I get home at 1:30 in the morning, but I am undeterred from my mission to do what I say I would. I am now extremely exhausted, and even more tipsy. I open Microsoft Word, and write a letter to Oisín and Caoilte, explaining the situation and how I need to do what is best for me, and that I apologize but I simply misjudged my capacity to host so many people, as well as failed to accurately assess my ability to selectively create portals into the otherworld. I end by entreating them to understand, still not sure whether they will, and not sure I want to know what mood they will get into if they do not.

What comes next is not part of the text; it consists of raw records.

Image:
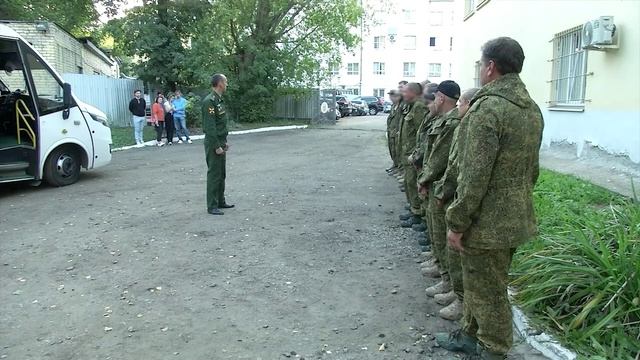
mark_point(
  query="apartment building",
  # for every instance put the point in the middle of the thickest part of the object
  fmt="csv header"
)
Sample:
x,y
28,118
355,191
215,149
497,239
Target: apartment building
x,y
587,88
401,40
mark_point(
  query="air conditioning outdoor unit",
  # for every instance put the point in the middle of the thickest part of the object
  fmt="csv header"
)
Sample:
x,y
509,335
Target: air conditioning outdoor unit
x,y
598,34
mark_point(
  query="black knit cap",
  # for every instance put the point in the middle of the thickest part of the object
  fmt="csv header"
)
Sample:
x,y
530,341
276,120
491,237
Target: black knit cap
x,y
450,88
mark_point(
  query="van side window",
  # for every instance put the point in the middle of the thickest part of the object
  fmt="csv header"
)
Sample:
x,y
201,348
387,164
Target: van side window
x,y
47,87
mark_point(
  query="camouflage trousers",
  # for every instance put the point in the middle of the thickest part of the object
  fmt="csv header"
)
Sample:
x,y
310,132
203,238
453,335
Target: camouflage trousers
x,y
486,311
455,268
437,228
411,188
391,141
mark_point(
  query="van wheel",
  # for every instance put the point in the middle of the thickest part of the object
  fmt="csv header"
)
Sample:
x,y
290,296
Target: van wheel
x,y
62,167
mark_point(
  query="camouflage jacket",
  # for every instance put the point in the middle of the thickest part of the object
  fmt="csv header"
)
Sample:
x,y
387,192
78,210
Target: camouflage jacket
x,y
498,167
214,120
421,138
393,120
439,139
413,114
445,188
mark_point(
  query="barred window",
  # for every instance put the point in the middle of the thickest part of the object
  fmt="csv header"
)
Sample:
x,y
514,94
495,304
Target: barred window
x,y
378,68
334,69
353,69
378,42
569,70
409,69
435,70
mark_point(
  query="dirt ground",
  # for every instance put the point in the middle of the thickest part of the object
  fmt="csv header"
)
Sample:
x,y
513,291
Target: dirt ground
x,y
126,264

I then close the portals immediately without waiting for approval. It would frankly be foolish to wait for a response from my otherworld friends. After all, the longer I wait, the longer I leave open the possibility that something unpleasant can come through to bother me. For all I know, some nasty thing has already done this. More than that, however, I don’t do approval. I’m the kind of person who begins eating a cookie and then asks if it’s all right to eat it—if I already know the person whose cookie I am surreptitiously taking, of course. I have walked across a road I know is closed just to tell a bewildered police officer that I do not follow the rules: well I actually had a line prepared about not seeing the “closed” sign, but I’m an embarrassingly terrible liar. Of course I am considerate of others and a happy follower of social norms, usually, but I’d rather make my own decisions and own their consequences than constantly look outside of myself for direction.

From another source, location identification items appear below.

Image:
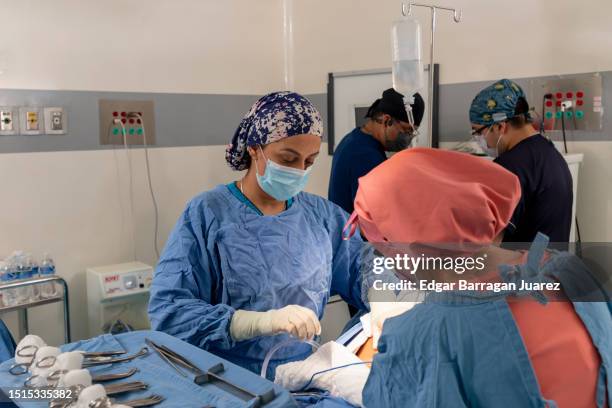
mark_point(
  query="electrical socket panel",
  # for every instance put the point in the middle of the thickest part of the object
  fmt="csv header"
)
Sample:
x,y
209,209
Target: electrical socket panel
x,y
135,118
9,121
31,120
56,121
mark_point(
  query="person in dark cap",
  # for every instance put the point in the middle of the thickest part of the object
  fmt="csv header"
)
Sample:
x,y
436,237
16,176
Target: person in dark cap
x,y
387,129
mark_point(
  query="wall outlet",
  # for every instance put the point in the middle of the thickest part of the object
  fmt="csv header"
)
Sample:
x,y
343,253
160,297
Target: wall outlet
x,y
134,118
9,123
56,121
31,120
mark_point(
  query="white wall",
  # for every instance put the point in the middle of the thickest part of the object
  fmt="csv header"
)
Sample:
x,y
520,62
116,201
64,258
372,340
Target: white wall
x,y
199,46
69,202
518,38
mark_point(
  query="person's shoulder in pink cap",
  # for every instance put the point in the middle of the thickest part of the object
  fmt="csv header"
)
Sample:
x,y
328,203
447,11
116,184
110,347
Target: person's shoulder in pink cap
x,y
433,195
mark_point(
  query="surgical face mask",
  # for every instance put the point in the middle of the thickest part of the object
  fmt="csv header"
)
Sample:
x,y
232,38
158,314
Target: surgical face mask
x,y
281,182
400,143
490,151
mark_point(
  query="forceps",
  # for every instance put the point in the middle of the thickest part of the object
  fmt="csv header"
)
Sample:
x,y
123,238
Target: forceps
x,y
212,374
29,351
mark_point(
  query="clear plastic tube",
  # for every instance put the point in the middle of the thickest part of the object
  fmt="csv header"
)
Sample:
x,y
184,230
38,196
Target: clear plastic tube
x,y
264,367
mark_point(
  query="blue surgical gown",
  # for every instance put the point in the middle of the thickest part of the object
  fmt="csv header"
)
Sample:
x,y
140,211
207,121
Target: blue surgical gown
x,y
453,352
223,256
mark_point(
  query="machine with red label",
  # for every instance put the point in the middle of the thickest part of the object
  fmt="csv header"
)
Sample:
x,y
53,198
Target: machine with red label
x,y
118,293
573,102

Once the portal is closed, I remember the letter on my screen. In a moment of pure inebriated clarity, I hit the save and send button in Word, then puzzle for a minute or so over why I can’t remember Caoilte’s or Oisín’s email address. I decide afterward that perhaps I should only write my otherworld friends while sober. But I do smile at the fact that I’ve completely forgotten their disembodied status for a moment and simply thought of them as people, period. And most people I know have email. I decide that I will simply leave the letter on screen and delete it in the morning. This, I think to myself, is like writing something on a piece of paper and then burning it, without the complications of writing on paper or the use of fire, both of which I gladly forgo most of the time.

After this, I can barely move and am falling asleep sitting up, which I am excellently good at. So I get myself to bed. When I wake up in the morning, I delete the letter on my screen, and hope for the best.